There has been a strong tradition of “Occult Novels” starting perhaps with the works of Edward Bulwer-Lytton, on to Aleister Crowley’s fiction in “Diary of A Drug Fiend” , “Moonchild” and the Simon Iff stories. Arthur Machen’s stories can also be seen in this light, as can books like “The Sea Priestess”, “Moon Magic” and “The Secrets of Dr. Tavener” by Dion Fortune. Who are the modern or contemporary proponents of this tradition? Once at a booksigning I met Clive Barker. At the age of seventeen I was convinced he was an occultist (see books like “Imajica”, “The Great and Secret Show” and “Everville”). After wading through the line when my friends and I finally got up to the table I asked, “Do you practice ritual magick?”. He told me flat out “my writing is my magic”. We were disappointed and it took me a long time to come back to what he said with fresh understanding.

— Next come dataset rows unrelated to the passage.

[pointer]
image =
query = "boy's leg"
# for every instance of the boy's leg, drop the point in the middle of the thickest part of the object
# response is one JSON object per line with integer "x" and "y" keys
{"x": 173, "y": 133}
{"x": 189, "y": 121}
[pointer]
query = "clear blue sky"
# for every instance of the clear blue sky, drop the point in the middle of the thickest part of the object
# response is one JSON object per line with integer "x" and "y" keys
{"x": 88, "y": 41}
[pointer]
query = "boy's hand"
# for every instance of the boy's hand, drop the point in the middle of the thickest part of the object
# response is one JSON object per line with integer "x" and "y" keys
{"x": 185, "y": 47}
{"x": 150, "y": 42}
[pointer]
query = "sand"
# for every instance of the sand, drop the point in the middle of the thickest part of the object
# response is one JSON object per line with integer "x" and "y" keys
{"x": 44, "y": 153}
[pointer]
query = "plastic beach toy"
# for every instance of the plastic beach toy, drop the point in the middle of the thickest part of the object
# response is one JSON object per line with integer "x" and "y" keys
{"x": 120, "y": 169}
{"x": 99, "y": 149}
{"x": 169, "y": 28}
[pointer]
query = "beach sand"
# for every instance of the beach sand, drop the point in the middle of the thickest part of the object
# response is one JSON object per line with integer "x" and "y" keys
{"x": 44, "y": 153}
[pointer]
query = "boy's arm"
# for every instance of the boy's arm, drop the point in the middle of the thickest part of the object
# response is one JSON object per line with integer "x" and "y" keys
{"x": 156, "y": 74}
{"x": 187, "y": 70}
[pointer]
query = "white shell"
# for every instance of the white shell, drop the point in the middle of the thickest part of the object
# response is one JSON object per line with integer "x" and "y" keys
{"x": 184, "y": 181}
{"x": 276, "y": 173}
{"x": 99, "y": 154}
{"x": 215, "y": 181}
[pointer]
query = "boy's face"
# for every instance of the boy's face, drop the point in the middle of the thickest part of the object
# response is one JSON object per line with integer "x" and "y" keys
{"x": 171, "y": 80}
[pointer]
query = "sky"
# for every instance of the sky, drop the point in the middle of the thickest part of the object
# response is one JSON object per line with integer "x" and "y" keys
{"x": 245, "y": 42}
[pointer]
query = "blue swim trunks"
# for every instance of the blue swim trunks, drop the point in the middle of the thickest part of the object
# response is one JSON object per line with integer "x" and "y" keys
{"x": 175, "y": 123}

One of my definite chief aims in life is to help shape a culture of dreaming and magick. I am a dream revivalist. The magickal revival and the dream revival are already well under way, but I intend to add to the conversation through my own writings, Radio-activity, musick and work in the arts in general. Part of the work is Jnana Yoga, or study, and I will be doing my own research on “the novel as a magickal artifact”. As a writer I find that I learn best by writing about what I love and crafting my own magickal and dream inspired fictions will give me “the practice” to balance the theory. I will also be reporting on my readings and gleanings from this field here.

Since the alphabet is the basic building block of the written language I write in, I will be following up “Abecedarium” with a read of “The Alphabet Versus the Goddess: the Conflict Between Word and Image” by Leonard Shlain.

As always there is so much to read and write.